GM humans: Calls for a moratorium and a registry
Ideas for open research data, drastic budget cuts, and a toxic culture: the latest news in science policy.
News: Regulation for gene editing
The world was shocked in November 2018 to learn of the birth in China of the first babies whose heritable DNA had been genetically modified. The principal investigator was subsequently fired and faces an investigation. A number of prominent biologists have now called for “a global moratorium on all clinical uses of human germline editing”, a clearer demand than the statement made during the International Summit on Human Gene Editing in 2015, which considered that “each nation ultimately has the authority to regulate”. A new committee of the World Health Organization would prefer to exert control: it urges the creation of an international registry for all experiments related to human genome editing.

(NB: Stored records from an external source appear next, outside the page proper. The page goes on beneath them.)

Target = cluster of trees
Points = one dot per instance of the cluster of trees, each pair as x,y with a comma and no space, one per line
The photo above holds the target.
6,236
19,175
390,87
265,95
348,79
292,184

News: How to open up your research
Researchers should “integrate Data Management Plans with the workflows of all stakeholders in the research data ecosystem”. This is the first of ten principles for managing open research data put forward by Tomasz Miksa in PLOS, which aim to make data accessible to algorithms. But openness should be viewed “as a continuum”, writes Pablo Diaz from the Swiss Centre of Expertise in the Social Sciences (FORS), who urges us to consider ethical considerations in a recently published guide.
In numbers: 42%
The Brazilian government has frozen nearly half the annual budget of its Ministry of Science.
In numbers: 33%
A third of research universities explicitly support the use of the Journal Impact Factor (a proxy for a scientific journal’s reputation) in assessing career promotions, according to a survey of 57 institutions in North America.